New Age Messiah Identified

Author:

CRI Statement

Article ID:

DN037

Updated: 

Jul 31, 2022

Published:

Jun 9, 2009

Troy Lawrence, author of New Age Messiah Identified (Huntington House), is exposed as a fraud. According to an article by Eric Pement in Corner­stone magazine (vol. 20, no. 95), “Troy Lawrence” — an alias for Darrick Evenson — “has written and been published as a Mormon returning from Protestantism, a New Ager on the inside track, and a Mason disproving evangelical John Ankerberg’s anti-Masonic literature. He also claims to be a Jehovah’s Witness and a believer in the Baha’i faith.”

Lawrence claimed to have been a respect­ed worker at Benjamin Creme’s Tara Center, a New Age group promoting the idea that Maitreya the Christ would soon manifest him­self to humanity. (Tara staff members, howev­er, flatly deny that he was ever employed there or was respected by anyone.) When the Christ failed to show up in 1982 as Creme had prophesied, Lawrence allegedly became disil­lusioned and converted to Christianity in 1984. He then (as the story goes) decided to conceal his conversion while stealthily gather­ing information that would help him identify the New Age Christ. The back cover of his book tells us that “writing under an assumed name, Troy Lawrence reveals to the world the true identity of Tara Center’s New Age Messiah, the man they call ‘Lord Maitreya.’”

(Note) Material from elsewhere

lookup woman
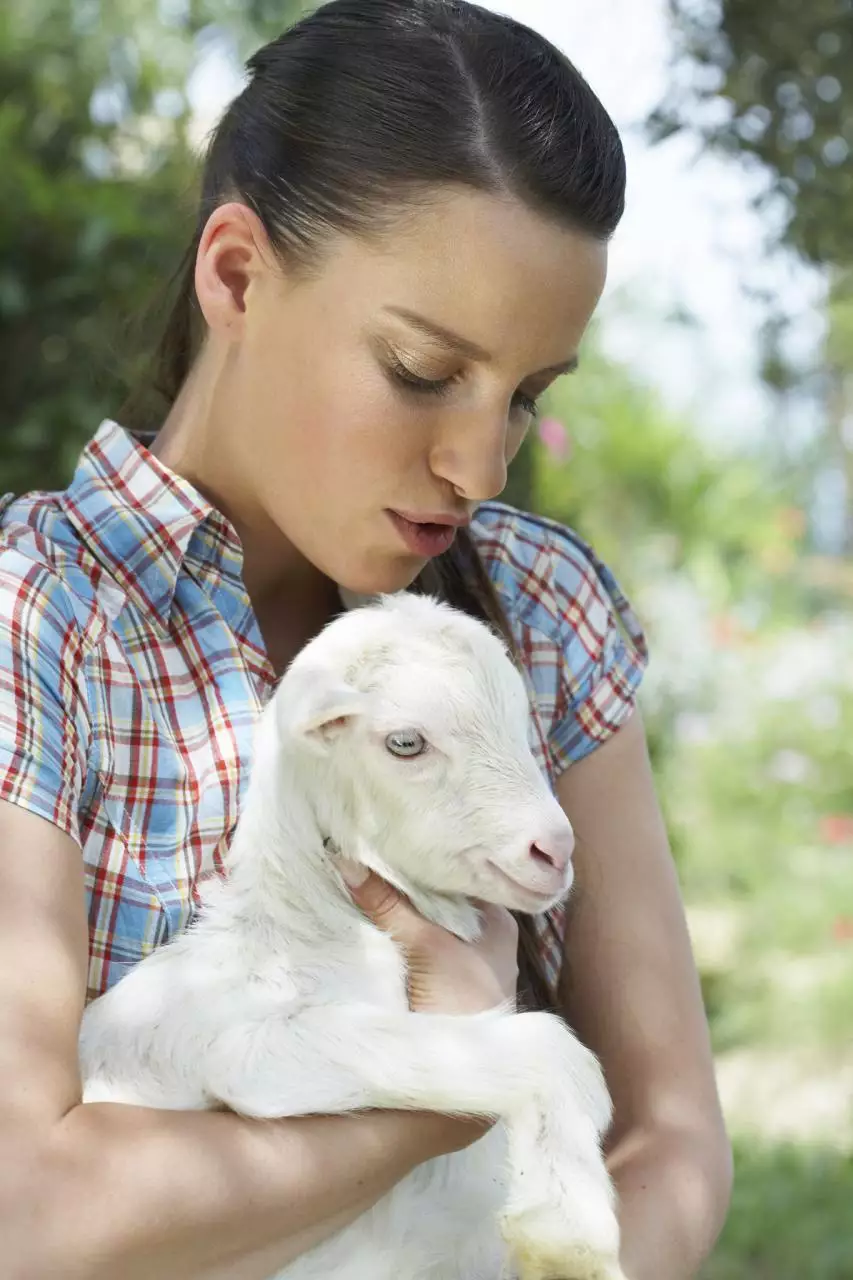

“Lawrence’s story isn’t true.” Pement writes. “He now admits that his real name is Darrick T. Evenson. This is the same Darrick Evenson who, from 1979 to the present, has been an ardent defender of Mormonism. The pseudonym may have been necessary because many Christian countercult ministries knew of Evenson through a book he authored in 1989 — five years after his alleged Christian con­version. Entitled The Gainsayer, the book attacks Christian ministries to Mormons and is published by Horizon, a Mormon press.” Evenson also has to his credit two cassette tapes and a booklet promoting Freemasonry.

Pement points out that “in a phone conver­sation with Cornerstone on June 4, 1991, Evenson told us he was currently ‘an evangel-

ical Christian, a Mormon, a Mason, and a Jehovah’s Witness.’ We’d never heard of him claiming to be a JW before, so we asked him if he was a baptized Jehovah’s Witness. He replied that he was planning to be baptized, but because of the impending publicity, he probably wouldn’t be able to do so. And final­ly, Evenson has also told [director of the Phoenix chapter of Saints Alive in Jesus, Mike] Mistretta and Christian expert on Mormonism Sandra Tanner that he is a Baha’i as well.”

Lawrence’s facade finally cracked on April 23, 1991 when Christian radio host Al Kresta — based on information received from Constance Cumbey and others — confronted Troy with the actions of his alter ego, Darrick Evenson. “Evenson denied ever being a Mormon, claiming that Gainsayers was part of a ‘Trojan horse’ method of evangelizing Mormons without their suspecting it. When challenged, Evenson lost control and finally had to be cut off the air. Evenson had one other disastrous interview on a Denver radio station, and after that he asked Huntington House to cease all interviews and tours,” Cornerstone reports.

Elaborating on his “Trojan Horse” evangelism, Lawrence said he “infiltrates and joins false religions (Mormonism, Masonry, and the New Age) so he can later share the ‘true’ gospel in his books, which are read by mem­bers who would never read an overtly Christian book.” However, as Pement points out, not only does Lawrence make false pro­fessions (such as that Joseph Smith is God’s prophet for this dispensation), he also never presents the true gospel in any of his pro-Masonic or pro-Mormon writings.

Huntington House has ceased publication of the book.